Galactic foreground and CMB emissions randomization due to chaotic/turbulent dynamics of magnetized plasma dominated by magnetic helicity

TL;DR

This paper demonstrates that Galactic foreground emissions become increasingly randomized at higher frequencies due to turbulent magnetized plasma dynamics, with magnetic helicity playing a key role, supported by simulations and observations.

Contribution

It introduces a novel analysis linking magnetic helicity-driven turbulence to frequency-dependent randomization of Galactic emissions, validated by both simulations and astrophysical data.

Findings

Foreground emission randomization increases with frequency

Magnetic field influences synchrotron and dust emission levels

Background magnetic fields are less randomized than foreground emissions

Abstract

Using results of numerical simulations and astrophysical observations (mainly in the WMAP and Planck frequency bands) it is shown that Galactic foreground emission becomes more sensitive to the mean magnetic field with the frequency, that results in the appearance of two levels of its randomization due to chaotic/turbulent dynamics of magnetized interstellar medium dominated by the magnetic helicity.
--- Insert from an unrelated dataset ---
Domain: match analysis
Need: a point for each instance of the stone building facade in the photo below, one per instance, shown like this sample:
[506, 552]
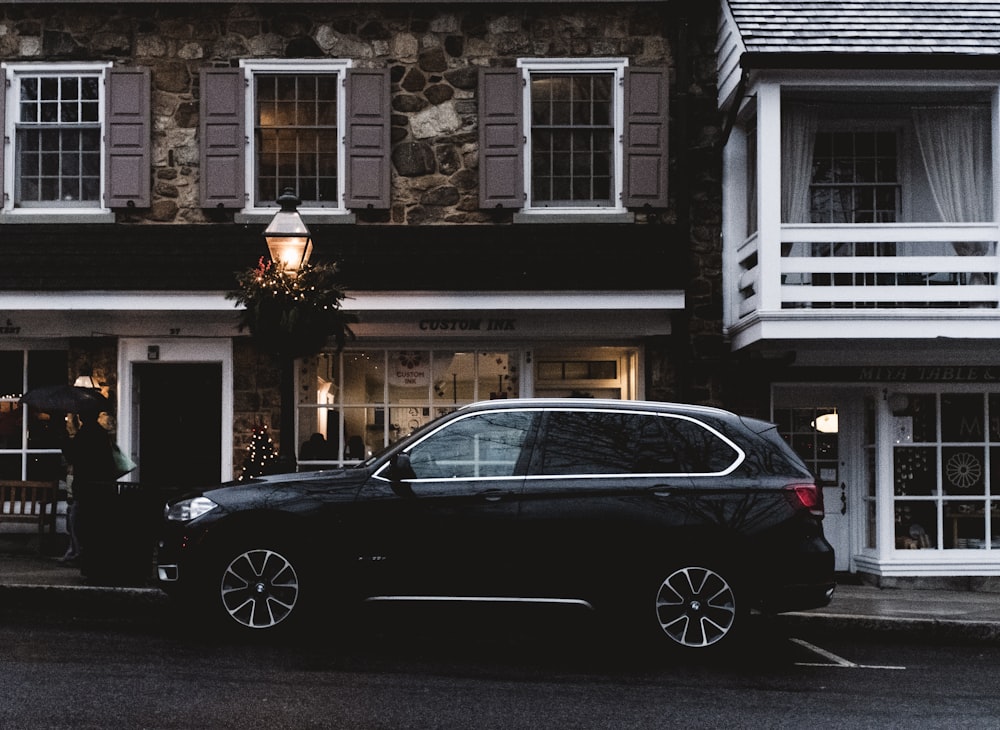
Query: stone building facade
[81, 284]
The galactic foreground emission is more randomized at higher frequencies. The Galactic synchrotron and polarized dust emissions have been studied in detail. It is shown that the magnetic field imposes its level of randomization on the synchrotron and dust emission. The background magnetic field (around the lepto/baryogenesis) and CMB emission have also been briefly discussed in this context. It is shown that they are considerably less randomized than the foreground ones. The main method for the theoretical consideration used in this study is the Kolmogorov-Iroshnikov phenomenology within the framework of the distributed chaos notion. Despite the vast differences in the values of physical parameters and spatio-temporal scales between the numerical simulations and the astrophysical observations, there is a quantitative agreement between the results of the astrophysical observations and the numerical simulations within the framework of the distributed chaos notion.